I could relate. One year, at the beach, I touched a baby shark someone had on the pier.
"Great," my brother said. "Now you have baby shark scent on you. If you go in the water, the mama will smell you and come after you."
When I said I'd just wash it off, he shook his head like it was hard for him to fathom such stupidity.
"You can't wash it off. Sharks are waterproof. So is their scent."
A couple days later, when I still wouldn't get in the water, he tried to convince me I could cover the scent by rubbing raw hamburger all over myself. I'm pretty sure my brother hated me.
These kinds of lies are a rite of passage for siblings, but since my daughter is an only child, the responsibility for telling convincing whoppers has fallen to me.

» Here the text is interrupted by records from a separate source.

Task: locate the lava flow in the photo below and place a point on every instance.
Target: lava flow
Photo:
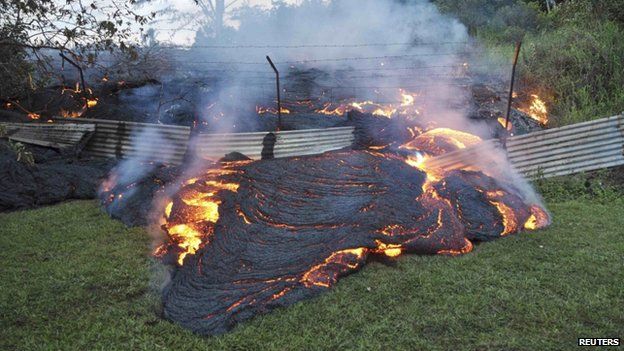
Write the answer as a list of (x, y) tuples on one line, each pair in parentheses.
[(537, 110), (247, 237)]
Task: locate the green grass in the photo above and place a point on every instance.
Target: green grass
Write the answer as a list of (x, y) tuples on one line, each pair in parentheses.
[(74, 279)]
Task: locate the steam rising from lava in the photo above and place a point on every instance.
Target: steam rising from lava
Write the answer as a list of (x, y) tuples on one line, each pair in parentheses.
[(245, 237)]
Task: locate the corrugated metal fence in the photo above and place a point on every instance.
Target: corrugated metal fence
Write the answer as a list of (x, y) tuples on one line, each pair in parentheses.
[(559, 151), (553, 152), (571, 149), (117, 139)]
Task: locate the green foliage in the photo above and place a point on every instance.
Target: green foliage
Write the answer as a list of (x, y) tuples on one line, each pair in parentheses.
[(596, 186), (573, 56), (15, 71), (27, 27), (73, 279), (579, 64), (22, 153)]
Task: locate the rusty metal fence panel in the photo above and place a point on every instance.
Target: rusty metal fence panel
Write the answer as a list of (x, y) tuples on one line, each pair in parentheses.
[(288, 143), (571, 149), (119, 139), (553, 152)]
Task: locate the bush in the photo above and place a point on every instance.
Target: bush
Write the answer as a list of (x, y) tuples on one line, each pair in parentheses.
[(582, 65)]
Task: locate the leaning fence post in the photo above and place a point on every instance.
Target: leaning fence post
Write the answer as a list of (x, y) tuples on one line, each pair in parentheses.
[(511, 84), (84, 87), (279, 100)]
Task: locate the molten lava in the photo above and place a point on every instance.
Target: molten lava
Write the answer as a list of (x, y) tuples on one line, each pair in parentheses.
[(537, 110), (250, 236)]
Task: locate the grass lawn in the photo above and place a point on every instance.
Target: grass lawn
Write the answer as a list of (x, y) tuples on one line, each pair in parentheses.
[(74, 279)]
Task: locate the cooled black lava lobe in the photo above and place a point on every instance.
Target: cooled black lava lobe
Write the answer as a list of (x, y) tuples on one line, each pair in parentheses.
[(294, 226)]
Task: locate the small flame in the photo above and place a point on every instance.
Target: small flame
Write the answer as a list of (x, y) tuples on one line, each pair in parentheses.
[(537, 110), (503, 121)]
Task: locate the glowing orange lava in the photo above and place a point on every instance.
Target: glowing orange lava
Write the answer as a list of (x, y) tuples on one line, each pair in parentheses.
[(537, 110)]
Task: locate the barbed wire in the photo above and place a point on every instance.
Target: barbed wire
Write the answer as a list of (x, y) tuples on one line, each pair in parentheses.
[(303, 46)]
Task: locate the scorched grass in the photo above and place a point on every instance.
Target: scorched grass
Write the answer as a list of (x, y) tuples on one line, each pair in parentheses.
[(74, 279)]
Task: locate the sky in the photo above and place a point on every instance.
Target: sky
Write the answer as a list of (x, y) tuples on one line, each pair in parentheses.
[(180, 33)]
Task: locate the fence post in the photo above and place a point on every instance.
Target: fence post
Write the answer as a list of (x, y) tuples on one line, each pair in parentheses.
[(279, 100)]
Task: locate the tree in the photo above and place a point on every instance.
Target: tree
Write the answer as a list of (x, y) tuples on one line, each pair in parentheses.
[(214, 10), (77, 27)]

I believe I've managed fairly well.
I once told Celeste that if she swallowed her bubble gum, she'd fart bubbles. This did not deter my child in the least. Instead, she began swallowing gum on purpose. And started wearing dresses, just in case.
After she lost her first baby tooth, I got all excited and told her I couldn't wait until she started losing her baby fingers and toes.
One of my favorites took place when Celeste and her friend Jordan were 7 and 8. Early one morning, the two found a birdcage in the basement and decided to try hatching a raw egg from our refrigerator. Most moms would've explained the futility of their attempt. I just said, "You need to keep that warm if you want it to hatch, and turn it every 15 minutes or so."
They took turns holding and turning the egg for the next few hours and then put it under a lamp, returning to flip it every now and then. By afternoon, it was mostly forgotten. That's when I removed the egg from the cage, emptied the contents down the sink, and then arranged the empty shell amid the shredded newspaper on the floor of the cage. I added a few feathers taken from the brim of a hat, and then left the cage door hanging open
An hour or so later, the commotion began. The egg had hatched! The chick had escaped! It was loose in the house!
Celeste and Jordan raced wildly from room to room, searching for their bird, while I sat there wishing I'd saved a few feathers to give to the cat.
They finally came to me for help. While Celeste was explaining what had happened, something in my expression gave me away. She smiled. Shook her head. Turned to Jordan and said, "There's no chick. We've been had."
Another time, a few years later, Celeste was complaining about being the shortest in her class.
"Actually," I said, "You're not short at all. If you were in the class you're supposed to be in, you'd be one of the tallest."
"What are you talking about?" she asked.
I paused, pretending to be thinking it over, and then let out a sigh.
"This probably isn't the best way to tell you, but you're actually 8, not 10. It's just that you were so smart and tested so well that I decided to put you in early."
My ex gamely jumped in. "Since it's illegal to do that, your mom had to make you believe you were older."
He turned to me and said in a low, scolding voice (one she could hear), and "I can't believe you just blurted that out! This isn't how we agreed to tell her."
She listened as we mock-fought about hiding her age, but after a bit, she began clapping. Slowly and sarcastically.
"I hope you're saving up for all the therapy I'm going to need someday," she said.
I miss the days when I could pull the wool over her eyes. She's almost 16 now, and these days she messes with my mind far better and more often than I do with hers.
But I still try.
Not long ago, I tried convincing her there were once prehistoric earthworms as large as dinosaurs and they were responsible for all the caves in the world.
I wish I'd thought of that one a few years ago, when she had a little gullible left.